As befitted a member of the city’s industrial-commercial élite, Raymond belonged to the Guelph Board of Trade from 1869 and to the Canadian Manufacturers’ Association from 1882. In 1886 he was a director of the Guelph Junction Railway. In civic life he served as a deputy reeve in 1874–75, an alderman in 1886, and a member of the school board; he promoted the construction of Wellington County’s House of Industry and of Guelph’s Central School and general hospital. An advocate of total abstinence, he ran unsuccessfully on a temperance platform as the Conservative candidate in Wellington South in the 1886 provincial election.

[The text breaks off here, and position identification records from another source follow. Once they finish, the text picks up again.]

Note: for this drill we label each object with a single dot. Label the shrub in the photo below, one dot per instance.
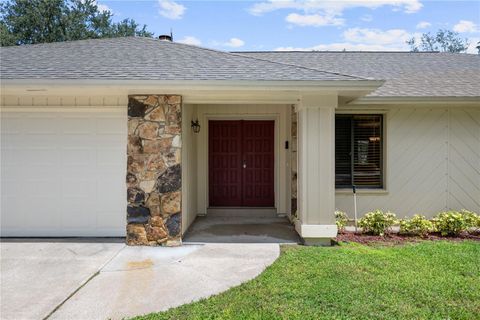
(450, 223)
(341, 220)
(417, 225)
(377, 222)
(472, 219)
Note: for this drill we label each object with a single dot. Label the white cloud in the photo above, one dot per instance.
(340, 46)
(314, 20)
(327, 12)
(364, 39)
(337, 7)
(376, 36)
(103, 7)
(234, 43)
(367, 18)
(423, 25)
(191, 40)
(472, 48)
(465, 26)
(170, 9)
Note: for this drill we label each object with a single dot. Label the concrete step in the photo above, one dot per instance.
(242, 212)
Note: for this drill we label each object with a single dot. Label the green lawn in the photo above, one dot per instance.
(427, 280)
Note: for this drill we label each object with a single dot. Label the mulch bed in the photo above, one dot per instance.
(395, 238)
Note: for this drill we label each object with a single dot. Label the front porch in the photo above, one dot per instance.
(302, 166)
(241, 226)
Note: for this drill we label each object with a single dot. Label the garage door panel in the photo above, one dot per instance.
(63, 173)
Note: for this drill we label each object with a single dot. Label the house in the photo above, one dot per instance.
(138, 136)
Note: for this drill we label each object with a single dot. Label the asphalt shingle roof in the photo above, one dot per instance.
(136, 58)
(406, 73)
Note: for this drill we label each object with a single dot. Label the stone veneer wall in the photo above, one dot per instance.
(154, 175)
(294, 162)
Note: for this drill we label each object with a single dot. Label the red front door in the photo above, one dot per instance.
(241, 163)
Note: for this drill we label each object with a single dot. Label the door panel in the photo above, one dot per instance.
(241, 163)
(225, 163)
(258, 154)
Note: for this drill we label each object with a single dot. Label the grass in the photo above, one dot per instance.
(426, 280)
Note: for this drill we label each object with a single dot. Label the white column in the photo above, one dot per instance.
(316, 169)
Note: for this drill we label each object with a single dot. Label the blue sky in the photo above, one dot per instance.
(301, 24)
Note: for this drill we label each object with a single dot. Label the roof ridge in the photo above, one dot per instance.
(338, 51)
(331, 72)
(273, 62)
(306, 68)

One of Guelph’s leading philanthropists and moral crusaders, Raymond reputedly made money to benefit others, and much of his wealth was dispersed before he died; he left an estate worth only $14,550. He was a benefactor of both the Baptist and the Congregational churches. Apparently concluding early on that the Baptist minister was too Calvinistic, he attended the Congregational Church until First Baptist was built in 1873–75. A lay reader there, he was also a deacon, a Sunday-school superintendent, and an executive member of the Baptists’ home and foreign mission boards. Regarded by a contemporary publication as “one of the live christian workers of the city,” he was remembered too as a “friend” to the black congregation of Guelph’s Methodist Episcopal Church.
Debra L. Nash-Chambers
The portrait of Charles Raymond that hung in Central School (Guelph, Ont.) is now missing, but black and white photographs of it are preserved in the Guelph Public Library, which also has in its possession an etched likeness of the subject. Photographs of Raymond and his sewing-machine factory appear in L. A. Johnson, History of Guelph, 1827–1927 (Guelph, 1977), 255, and his entry in the Canadian biog. dict. includes an engraved portrait.